Une recherche entreprise par des chercheurs en économie pour démontrer l'effet de la compétition et de la rémunération sur la performance des travailleurs a eu des résultats surprenants. Guy Lacroix, chercheur au Département d'économique de l'Université Laval, et ses collègues ont mené une expérience auprès d'une centaine d'étudiants. Elle a été reproduite plus tard, avec un plus gros échantillon, confirmant ainsi les résultats. Les étudiants étaient invités à faire des calculs mentaux (8 x 84, 15 x 27, etc.), et se voyaient rémunérés en fonction du nombre de calculs effectués. La rémunération changeait au fil du test.

La compétition pousse la performance des garçons à la hausse, mais fait baisser celle des filles.

Dans un premier test, l'étudiant travaillait sans connaître les résultats des autres, alors que dans un second il connaissait le score qu'avait réussi l'étudiant précédant. Dans une troisième configuration, les étudiants étaient informés en temps réel du nombre de calculs réalisés par des étudiants auxquels ils étaient appariés. Dans tous les tests, l'augmentation de la rémunération a fait grimper les performances. Toutefois, la compétition, elle, a eu un effet plus surprenant.

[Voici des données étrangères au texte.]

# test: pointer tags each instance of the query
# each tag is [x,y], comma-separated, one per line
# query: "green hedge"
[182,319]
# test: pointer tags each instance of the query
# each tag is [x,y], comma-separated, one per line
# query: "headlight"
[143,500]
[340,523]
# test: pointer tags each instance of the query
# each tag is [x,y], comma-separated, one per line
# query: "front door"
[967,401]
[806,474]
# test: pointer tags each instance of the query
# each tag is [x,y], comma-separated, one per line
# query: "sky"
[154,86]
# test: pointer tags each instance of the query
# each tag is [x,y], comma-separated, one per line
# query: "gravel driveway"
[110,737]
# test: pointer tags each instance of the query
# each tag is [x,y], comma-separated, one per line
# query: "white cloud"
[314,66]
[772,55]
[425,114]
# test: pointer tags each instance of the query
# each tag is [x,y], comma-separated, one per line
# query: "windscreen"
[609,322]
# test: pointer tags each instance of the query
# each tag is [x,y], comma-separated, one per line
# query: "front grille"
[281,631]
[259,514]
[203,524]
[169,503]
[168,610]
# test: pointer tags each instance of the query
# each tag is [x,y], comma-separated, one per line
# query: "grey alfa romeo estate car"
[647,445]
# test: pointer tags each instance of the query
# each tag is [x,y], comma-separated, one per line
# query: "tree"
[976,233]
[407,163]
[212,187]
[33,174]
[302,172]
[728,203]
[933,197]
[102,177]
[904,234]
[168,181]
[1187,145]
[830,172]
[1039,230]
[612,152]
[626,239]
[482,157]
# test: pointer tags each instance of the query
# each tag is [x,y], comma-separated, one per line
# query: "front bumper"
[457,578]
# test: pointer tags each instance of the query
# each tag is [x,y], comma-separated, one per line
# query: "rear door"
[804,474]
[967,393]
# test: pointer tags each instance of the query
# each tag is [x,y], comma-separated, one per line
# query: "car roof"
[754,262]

Les chercheurs ont constaté que dans le troisième cas de figure, la compétition n'a pas fait augmenter la performance par rapport au travail isolé, sans compétition. Pourquoi? C'est en comparant les résultats des garçons et des filles que la réponse est apparue : la compétition pousse la performance des garçons à la hausse, mais fait baisser celle des filles. Elles fonctionnent mieux en travaillant isolément ou dans un milieu convivial, sans compétition. « C'est important pour les employeurs de connaître les facteurs qui améliorent la productivité des travailleurs, mais aussi ceux qui l'entravent », souligne Guy Lacroix.